La duchesse et l'homme posent tous deux leur main gauche sur le rebord de la fenêtre en marbre, donnant l'impression qu'ils dépassent le cadre du tableau, comme s'ils s'approchaient du spectateur. Ce procédé illusionniste confère non seulement une profondeur tridimensionnelle à la composition, mais accentue également le caractère théâtral de la rencontre entre les deux personnages. Il ne s'agit peut-être pas ici uniquement d'une relation amoureuse, mais plutôt d'une relation satirique.
Qui était l’homme du diptyque Massys ?Comme cela a déjà été établi, les deux tableaux étaient conçus pour se compléter. On sait que dès 1645, ils formaient un tout indissociable, lorsque le célèbre graveur Wenceslaus Hollar réalisa une gravure commune représentant une femme et un homme se faisant face dans un même espace. Le portrait de l'homme lui-même ne fut redécouvert que peu avant 1954 sur le marché de l'art parisien, et on ignore à ce jour quand et dans quelles circonstances le diptyque fut séparé. Des hypothèses suggèrent que la relation entre les figures pourrait faire allusion au poème allégorique médiéval français « Le Conte de la Rose ».
Le tableau est tellement « laid » qu’il n’a pas pu retrouver son propriétaireEn réalité, personne ne sait quand, où et dans quelles circonstances l'œuvre a été créée. Les premiers documents la concernant proviennent de France, en 1810. L'œuvre fut achetée lors d'une vente aux enchères parisienne par un marchand d'art anglais, et dès lors, son sort fut lié à la Grande-Bretagne.
Au XXe siècle, le tableau appartenait à la famille Blaker, qui tenta à au moins deux reprises d'en faire don à la National Gallery de Londres. L'un de ses membres, Hugh Blaker, le qualifia un jour de « portrait le plus laid du monde ». Bien qu'il ait envisagé de le vendre, la vente ne se concrétisa jamais.
Finalement, son héritière, Jenny Blaker, a décidé de faire don du tableau à la collection de la National Gallery, où il se trouve depuis 1947.
Léonard de Vinci « impliqué » dans le tableau « La Duchesse laide »Pendant de nombreuses années, on a cru que le tableau pouvait être une copie ou une interprétation picturale d'un dessin perdu de Léonard de Vinci. Cette croyance reposait sur sa ressemblance avec les têtes caricaturales caractéristiques souvent attribuées à Léonard.
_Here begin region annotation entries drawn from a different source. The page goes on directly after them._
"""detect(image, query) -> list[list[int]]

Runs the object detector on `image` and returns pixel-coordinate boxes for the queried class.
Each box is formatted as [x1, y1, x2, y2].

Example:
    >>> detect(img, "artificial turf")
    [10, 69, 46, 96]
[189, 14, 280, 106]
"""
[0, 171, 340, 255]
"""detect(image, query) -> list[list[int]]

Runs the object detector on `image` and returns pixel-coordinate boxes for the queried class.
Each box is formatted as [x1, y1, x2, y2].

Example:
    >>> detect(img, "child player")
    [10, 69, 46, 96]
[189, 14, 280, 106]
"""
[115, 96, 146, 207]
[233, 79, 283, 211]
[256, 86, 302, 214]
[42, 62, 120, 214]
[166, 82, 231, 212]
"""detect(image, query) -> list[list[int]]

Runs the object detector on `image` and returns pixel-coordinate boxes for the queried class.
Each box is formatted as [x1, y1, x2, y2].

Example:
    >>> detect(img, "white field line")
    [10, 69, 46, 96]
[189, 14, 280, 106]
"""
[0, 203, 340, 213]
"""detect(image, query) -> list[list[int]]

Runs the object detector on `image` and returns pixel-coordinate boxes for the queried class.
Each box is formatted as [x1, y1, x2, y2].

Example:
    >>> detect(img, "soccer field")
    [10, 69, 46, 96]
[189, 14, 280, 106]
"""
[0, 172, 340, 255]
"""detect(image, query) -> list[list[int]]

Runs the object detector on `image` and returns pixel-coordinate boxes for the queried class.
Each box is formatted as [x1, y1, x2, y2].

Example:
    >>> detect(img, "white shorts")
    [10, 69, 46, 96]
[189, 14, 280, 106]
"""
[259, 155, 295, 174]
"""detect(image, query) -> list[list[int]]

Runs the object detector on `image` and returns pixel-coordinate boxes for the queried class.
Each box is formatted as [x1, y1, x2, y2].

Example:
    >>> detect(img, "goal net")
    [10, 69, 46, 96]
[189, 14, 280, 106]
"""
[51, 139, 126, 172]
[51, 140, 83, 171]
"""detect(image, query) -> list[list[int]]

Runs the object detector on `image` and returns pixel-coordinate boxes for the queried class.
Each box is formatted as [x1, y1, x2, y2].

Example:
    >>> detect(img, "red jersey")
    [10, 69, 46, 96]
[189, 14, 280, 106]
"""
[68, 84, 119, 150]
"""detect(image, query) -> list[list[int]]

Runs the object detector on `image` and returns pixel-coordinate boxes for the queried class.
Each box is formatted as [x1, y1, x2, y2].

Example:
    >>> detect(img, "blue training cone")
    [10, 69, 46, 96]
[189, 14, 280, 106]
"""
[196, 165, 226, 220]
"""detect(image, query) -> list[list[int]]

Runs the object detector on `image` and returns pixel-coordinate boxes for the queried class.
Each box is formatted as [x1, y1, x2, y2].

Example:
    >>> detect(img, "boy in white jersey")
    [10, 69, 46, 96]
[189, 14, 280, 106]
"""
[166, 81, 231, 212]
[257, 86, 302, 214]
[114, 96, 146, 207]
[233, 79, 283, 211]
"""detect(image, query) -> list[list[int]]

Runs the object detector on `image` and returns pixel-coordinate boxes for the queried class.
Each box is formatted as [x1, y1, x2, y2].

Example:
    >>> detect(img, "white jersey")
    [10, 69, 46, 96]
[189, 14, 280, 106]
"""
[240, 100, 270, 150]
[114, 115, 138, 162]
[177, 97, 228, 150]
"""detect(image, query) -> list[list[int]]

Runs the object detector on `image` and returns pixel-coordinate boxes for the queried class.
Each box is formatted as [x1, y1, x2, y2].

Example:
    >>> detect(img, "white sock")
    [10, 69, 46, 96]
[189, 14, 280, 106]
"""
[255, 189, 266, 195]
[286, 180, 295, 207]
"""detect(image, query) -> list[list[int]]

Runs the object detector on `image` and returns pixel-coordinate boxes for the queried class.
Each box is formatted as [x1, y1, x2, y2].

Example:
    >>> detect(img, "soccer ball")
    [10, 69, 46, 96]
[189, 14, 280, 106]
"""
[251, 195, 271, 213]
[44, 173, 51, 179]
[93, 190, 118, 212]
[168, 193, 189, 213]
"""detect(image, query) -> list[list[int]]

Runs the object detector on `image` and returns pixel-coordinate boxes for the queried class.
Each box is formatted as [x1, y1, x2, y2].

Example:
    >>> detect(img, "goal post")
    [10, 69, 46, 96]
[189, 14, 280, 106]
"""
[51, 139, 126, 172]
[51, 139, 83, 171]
Ses croquis de figures grotesques aux visages déformés et aux expressions faciales exagérées étaient très populaires auprès des artistes et des collectionneurs, et on pensait que Massys s'en était peut-être inspiré.
Cependant, les recherches contemporaines et l'analyse chronologique des œuvres suggèrent de plus en plus une influence inverse. Massys est aujourd'hui considéré comme un pionnier de cette convention, et ses croquis et portraits grotesques originaux étaient peut-être connus en Italie et influençaient le cercle des étudiants de Léonard. Ainsi, plutôt que de copier le maître italien, Massys lui-même pourrait avoir été l'un des premiers artistes à considérer la laideur comme un sujet artistique distinct.
Comment « La Duchesse laide » a inspiré d'autres créateursLe personnage du tableau de Massys a inspiré directement John Tenniel pour les illustrations du roman classique de Lewis Carroll, « Alice au pays des merveilles » (1865). L'excentrique duchesse, l'un des personnages les plus marquants du livre, présente des traits distinctifs de l'original de Massys.
Sa coiffe de selle grotesque, presque littéralement transposée sur papier, est particulièrement distinctive. Bien que Tenniel ait quelque peu adouci la beauté de son héroïne, il a conservé ses expressions faciales caricaturales et son imitation théâtrale, créant un personnage à la fois comique et dérangeant. C'est ainsi que le grotesque pictural du début du XVIe siècle a pénétré le monde de la littérature jeunesse, gagnant une nouvelle vie culturelle dans l'un des livres les plus célèbres de tous les temps.